At the Stroke of Nine O’clock opens a window onto 1950s London: a world of smog, sex and sleazy Sunday papers, of racing car drivers and louche lounge lizards. Jane Davis’s powerful latest novel follows three women – a duchess, a movie star and a working-class girl trying to make her own way. in the big city Their lives collide and they are brought together during the trial and sentencing of Ruth Ellis, the last woman to be hanged in Britain. Insightful, incisive and beautifully crafted prose perfectly captures the spirit of an age, the transition between pre- and post-war Britain and the changing role of women. This powerful book is insightful and always surprising, it transports us to a world where women are lied to and exploited by men in so many different ways – and where these three very different women search for ways to fight back.
I was given an ARC of the book to review. The views here are entirely mine.


Real and convincing characters, with an exceptionally convincing sense of place and time – this novel brings friendship, social history and class divide into sharp focus.
I loved the attention to the small details (classic Jane Davis); such as when Caroline puts on a dress belonging to a previous hostess, it smells of her perfume. Gave me a real sense of time and place.

Riveting, with a slow burn, and (this is excellent) a low level of dread / anticipation as I waited for something terrible to happen to Whitlocke and for a death. I was surprised by the outcome (another good thing)

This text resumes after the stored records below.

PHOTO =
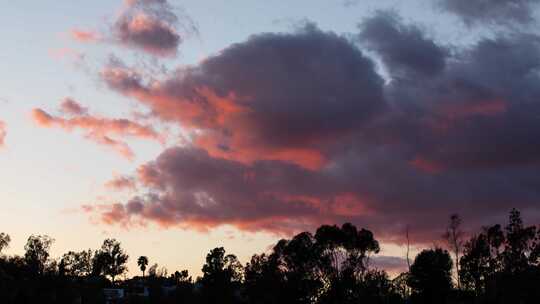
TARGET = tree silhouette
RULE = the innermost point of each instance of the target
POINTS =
(37, 252)
(76, 263)
(111, 258)
(453, 237)
(222, 274)
(430, 277)
(142, 262)
(4, 241)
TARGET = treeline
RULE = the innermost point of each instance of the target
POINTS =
(497, 265)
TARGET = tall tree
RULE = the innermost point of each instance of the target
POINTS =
(454, 238)
(112, 258)
(77, 263)
(222, 274)
(4, 241)
(430, 278)
(519, 240)
(37, 252)
(142, 262)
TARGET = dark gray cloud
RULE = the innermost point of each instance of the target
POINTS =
(404, 49)
(295, 130)
(282, 96)
(496, 12)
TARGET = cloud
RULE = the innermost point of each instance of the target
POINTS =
(121, 183)
(72, 107)
(3, 133)
(276, 96)
(404, 49)
(294, 130)
(84, 35)
(151, 26)
(509, 12)
(97, 129)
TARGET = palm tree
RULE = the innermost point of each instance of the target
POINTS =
(142, 262)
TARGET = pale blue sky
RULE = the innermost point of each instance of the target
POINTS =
(46, 174)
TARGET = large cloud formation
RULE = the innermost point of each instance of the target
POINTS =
(295, 130)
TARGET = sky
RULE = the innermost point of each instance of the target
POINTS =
(180, 126)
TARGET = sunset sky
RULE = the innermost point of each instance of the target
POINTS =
(180, 126)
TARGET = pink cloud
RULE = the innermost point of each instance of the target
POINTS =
(97, 129)
(84, 35)
(3, 133)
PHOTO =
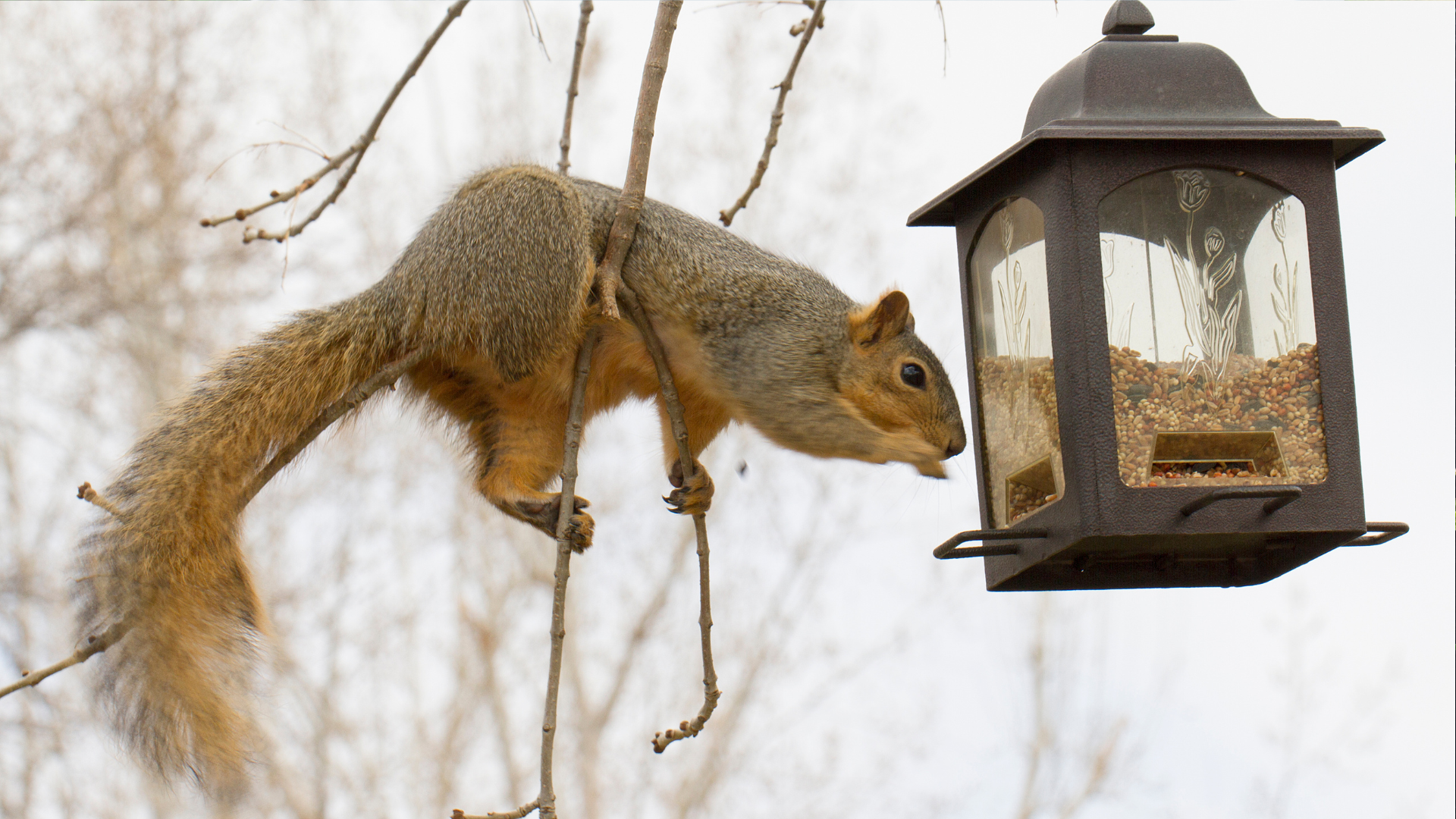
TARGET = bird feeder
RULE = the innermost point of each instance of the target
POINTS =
(1156, 328)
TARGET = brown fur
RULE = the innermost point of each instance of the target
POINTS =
(497, 290)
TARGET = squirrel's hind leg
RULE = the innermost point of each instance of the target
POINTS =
(516, 457)
(705, 417)
(517, 447)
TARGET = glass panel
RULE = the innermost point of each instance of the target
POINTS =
(1014, 376)
(1210, 322)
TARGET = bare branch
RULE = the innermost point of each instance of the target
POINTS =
(685, 453)
(629, 207)
(546, 802)
(814, 24)
(354, 150)
(535, 27)
(95, 645)
(353, 398)
(516, 814)
(1098, 770)
(89, 494)
(946, 39)
(571, 88)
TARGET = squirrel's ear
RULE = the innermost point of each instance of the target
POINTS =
(886, 319)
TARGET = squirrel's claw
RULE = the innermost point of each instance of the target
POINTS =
(692, 496)
(580, 529)
(580, 526)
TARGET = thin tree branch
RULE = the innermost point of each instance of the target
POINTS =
(1098, 770)
(629, 207)
(946, 39)
(516, 814)
(685, 453)
(354, 150)
(546, 800)
(353, 398)
(95, 645)
(535, 28)
(571, 88)
(816, 20)
(89, 494)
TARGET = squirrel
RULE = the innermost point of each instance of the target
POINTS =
(497, 292)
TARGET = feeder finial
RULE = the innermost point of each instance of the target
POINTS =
(1128, 17)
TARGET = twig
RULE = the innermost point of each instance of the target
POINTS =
(353, 398)
(95, 645)
(571, 88)
(685, 453)
(629, 206)
(89, 494)
(946, 39)
(516, 814)
(546, 800)
(816, 20)
(354, 150)
(535, 28)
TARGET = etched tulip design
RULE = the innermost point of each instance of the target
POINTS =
(1014, 297)
(1285, 281)
(1119, 330)
(1193, 190)
(1210, 331)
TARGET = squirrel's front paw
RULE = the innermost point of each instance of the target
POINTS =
(692, 496)
(580, 526)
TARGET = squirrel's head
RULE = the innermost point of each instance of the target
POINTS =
(900, 387)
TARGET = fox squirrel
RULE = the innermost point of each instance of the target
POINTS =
(497, 289)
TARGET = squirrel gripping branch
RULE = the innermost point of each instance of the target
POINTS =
(497, 292)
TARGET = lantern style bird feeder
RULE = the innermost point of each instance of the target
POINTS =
(1156, 328)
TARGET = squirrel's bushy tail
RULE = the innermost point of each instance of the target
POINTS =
(169, 561)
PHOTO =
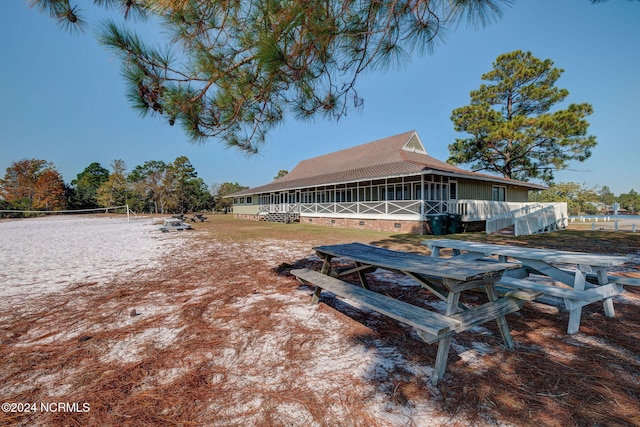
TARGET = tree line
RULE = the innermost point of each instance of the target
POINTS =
(591, 201)
(153, 187)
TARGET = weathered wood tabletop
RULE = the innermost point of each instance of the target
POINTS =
(588, 280)
(454, 277)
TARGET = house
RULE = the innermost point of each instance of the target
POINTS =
(391, 184)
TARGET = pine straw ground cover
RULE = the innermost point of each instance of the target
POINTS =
(222, 335)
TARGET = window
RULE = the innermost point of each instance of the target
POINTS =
(498, 194)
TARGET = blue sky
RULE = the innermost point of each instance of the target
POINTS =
(63, 98)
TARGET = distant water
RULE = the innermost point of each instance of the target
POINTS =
(606, 217)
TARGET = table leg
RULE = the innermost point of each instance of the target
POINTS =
(445, 343)
(609, 311)
(490, 289)
(579, 283)
(326, 267)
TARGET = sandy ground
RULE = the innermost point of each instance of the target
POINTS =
(45, 255)
(146, 328)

I could say more - but I don't want to risk spoilers :-)

Marion Feltham

I was only a child when Ruth Ellis was hanged and this wonderful book, through it's brilliant story telling, explained the world Ruth inhabited, the wrongs women of all classes suffered, and how unjust her sentence was. Great read. I even went to bed early most nights to get back to it!!

Darlene Jones

Read a book by Jane Davis: These Fragile Things.
Think: Amazing. Riveting. So well written. Doesn't get any better than this.
Read another book by Jane Davis: A Funeral for an Owl.
Think: Complex. Amazing characterizations. So well written. Doesn't get better than this.
When you've read all of her books and think Davis can't possibly outdo herself, she writes a new book.
And it's even better. How does she do it?
The magic of Davis' writing is hard to define. It's not just in what she says. The power comes from what she doesn't say, but hints at. She gives the reader enough that the "missing bits" serve to strengthen the characters and plot in the reader's mind.
The quote on the cover sums it up well.

She Reads All The Time

The best books offer a solid glimpse into worlds unknown, and this one delivers beautifully. The culture of London's private clubs alone is enough, but Davis also allows us to ponder life as a duchess or fabled actress. A well-crafted narrative moves the story along at a good pace.